Recently, however, Hill et al . (EMBO J. 19, 5711–5719; 2000) have uncovered a new role for Rab6-KIFL in cytokinesis. Using immunofluorescence microscopy, they detected Rab6-KIFL in mitotic, but not interphase, cells. Although the protein appeared to be generally distributed in mitotic cells, the midbody of dividing HeLa cells was intensely stained. Levels of the protein were regulated in a similar way to cyclin B2, peaking during mitosis and rapidly falling thereafter.

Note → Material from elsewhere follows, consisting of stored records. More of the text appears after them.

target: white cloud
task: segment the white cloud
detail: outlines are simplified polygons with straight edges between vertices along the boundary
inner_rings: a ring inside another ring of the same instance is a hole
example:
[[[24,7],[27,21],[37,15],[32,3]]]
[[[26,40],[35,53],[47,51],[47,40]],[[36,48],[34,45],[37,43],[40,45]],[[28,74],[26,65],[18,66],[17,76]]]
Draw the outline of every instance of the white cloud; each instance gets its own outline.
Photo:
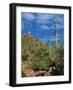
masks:
[[[41,28],[44,29],[44,30],[49,30],[48,25],[41,25]]]
[[[33,13],[23,13],[22,18],[33,21],[35,19],[35,15]]]

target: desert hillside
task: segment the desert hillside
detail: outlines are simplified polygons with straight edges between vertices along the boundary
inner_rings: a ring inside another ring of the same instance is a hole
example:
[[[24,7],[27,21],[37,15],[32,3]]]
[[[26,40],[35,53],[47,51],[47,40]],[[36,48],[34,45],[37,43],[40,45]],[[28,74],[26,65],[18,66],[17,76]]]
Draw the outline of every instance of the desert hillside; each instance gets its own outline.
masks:
[[[22,35],[22,77],[64,74],[64,48],[45,43],[31,35]]]

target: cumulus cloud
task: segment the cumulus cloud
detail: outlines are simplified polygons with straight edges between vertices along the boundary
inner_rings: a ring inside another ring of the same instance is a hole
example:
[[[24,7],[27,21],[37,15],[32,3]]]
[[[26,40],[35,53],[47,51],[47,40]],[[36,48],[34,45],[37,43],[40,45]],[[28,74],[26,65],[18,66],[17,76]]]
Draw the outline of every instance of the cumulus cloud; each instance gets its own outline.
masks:
[[[22,18],[28,21],[33,21],[35,19],[35,15],[33,13],[22,13]]]

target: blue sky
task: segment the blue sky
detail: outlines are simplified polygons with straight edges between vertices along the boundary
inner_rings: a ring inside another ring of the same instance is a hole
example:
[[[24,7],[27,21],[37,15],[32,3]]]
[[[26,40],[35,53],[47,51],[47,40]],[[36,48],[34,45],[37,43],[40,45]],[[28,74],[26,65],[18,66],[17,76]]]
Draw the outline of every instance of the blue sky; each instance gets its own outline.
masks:
[[[54,37],[55,42],[55,26],[58,42],[60,42],[60,35],[62,35],[64,42],[63,14],[21,12],[22,35],[31,32],[33,37],[41,41],[51,43],[52,37]]]

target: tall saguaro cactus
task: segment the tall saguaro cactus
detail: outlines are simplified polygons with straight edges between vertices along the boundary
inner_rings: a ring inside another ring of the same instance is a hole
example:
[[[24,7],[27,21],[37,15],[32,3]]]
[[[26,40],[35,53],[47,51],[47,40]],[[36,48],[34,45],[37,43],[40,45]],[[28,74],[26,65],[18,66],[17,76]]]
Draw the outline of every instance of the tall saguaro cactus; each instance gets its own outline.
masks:
[[[60,35],[60,47],[62,48],[62,35]]]
[[[55,39],[56,39],[56,48],[58,48],[58,35],[57,35],[57,28],[56,28],[56,24],[55,24]]]

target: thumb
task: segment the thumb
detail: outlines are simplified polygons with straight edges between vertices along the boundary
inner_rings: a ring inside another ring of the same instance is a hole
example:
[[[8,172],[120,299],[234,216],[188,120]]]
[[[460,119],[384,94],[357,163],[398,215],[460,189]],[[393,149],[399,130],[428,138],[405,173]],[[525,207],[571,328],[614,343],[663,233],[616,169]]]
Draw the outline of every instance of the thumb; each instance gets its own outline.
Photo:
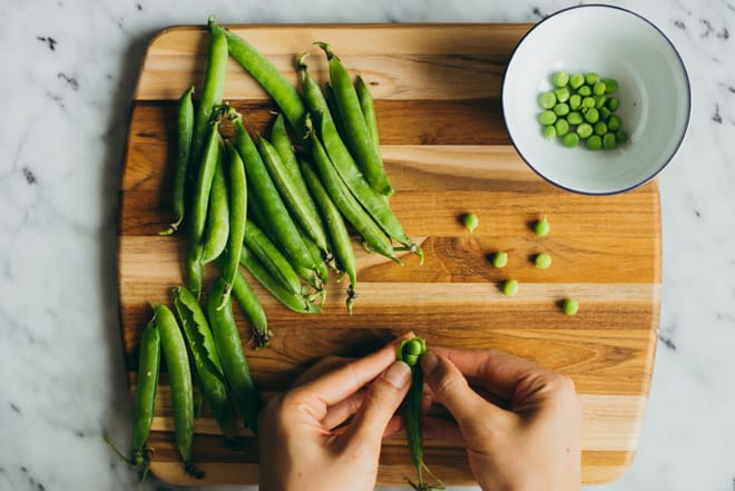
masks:
[[[470,387],[462,372],[448,359],[428,352],[421,359],[421,369],[434,400],[452,413],[460,426],[494,409]]]
[[[370,385],[360,411],[349,426],[349,441],[380,443],[388,423],[411,386],[411,369],[395,361]]]

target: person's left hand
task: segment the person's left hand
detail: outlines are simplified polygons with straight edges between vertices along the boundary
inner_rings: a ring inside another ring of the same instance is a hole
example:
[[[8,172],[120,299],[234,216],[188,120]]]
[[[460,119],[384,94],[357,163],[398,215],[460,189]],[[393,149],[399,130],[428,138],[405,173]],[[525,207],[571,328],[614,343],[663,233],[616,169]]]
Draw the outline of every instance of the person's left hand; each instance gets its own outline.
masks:
[[[268,402],[258,425],[262,491],[374,488],[381,441],[400,429],[394,413],[411,385],[396,347],[346,364],[325,359]]]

These observations spurred a more detailed analysis of the function of this motor protein in cytokinesis. During metaphase, the protein is cytosolic, but as the spindle begins to elongate, it is present on the spindle, parallel to its axis. When the cell membrane begins to pinch during cytokinesis. Rab6-KIFL is found associated with short linear structures, which are most likely to be microtubules (the picture on the left shows anaphase II, that on the right shows telophase; Rab6 is shown in orange, DNA in blue and tubulin in green). Surprisingly, Hill and colleagues did not detect Rab6-KIFL in association with the Golgi at any point in the cell cycle. This finding calls into question previous contentions that this protein is involved in transport or Golgi distribution. Overexpression of full-length Rab6-KIFL inhibited cell division and caused cell death, whereas transfection with the Rab6-binding domain alone did not affect division, although it was partially localized to the Golgi. Likewise, injection of anti-Rab6-KIFL antibody prevented cytokinesis — cells began to form a cleavage furrow, but this then regressed to leave a binucleate cell.

What of the two microtubule-binding domains? The MLKP1 family of kinesins is known to be required for cleavage-furrow formation. These kinesins also have two microtubule-binding domains and can crosslink microtubules in an antiparallel configuration. Studies using the Drosophila homologue, Zen-4, indicate that this motor protein, by stabilizing microtubules in such a manner, may help to mark the location at which the cleavage furrow will form. Another similarity is that MLKP1 has been found to bind to Arf1, a small GTPase that is involved in membrane transport. As we know that membrane-transport events are necessary during cytokinesis to pinch off the plasma membrane, this finding may explain the co-localization of Rab6-KIFL with Rab6 in the Golgi. These results indicate that perhaps the Rab6-KIFL motor protein is involved in the transport of Golgi fragments to the site of membrane fusion at the cleavage furrow.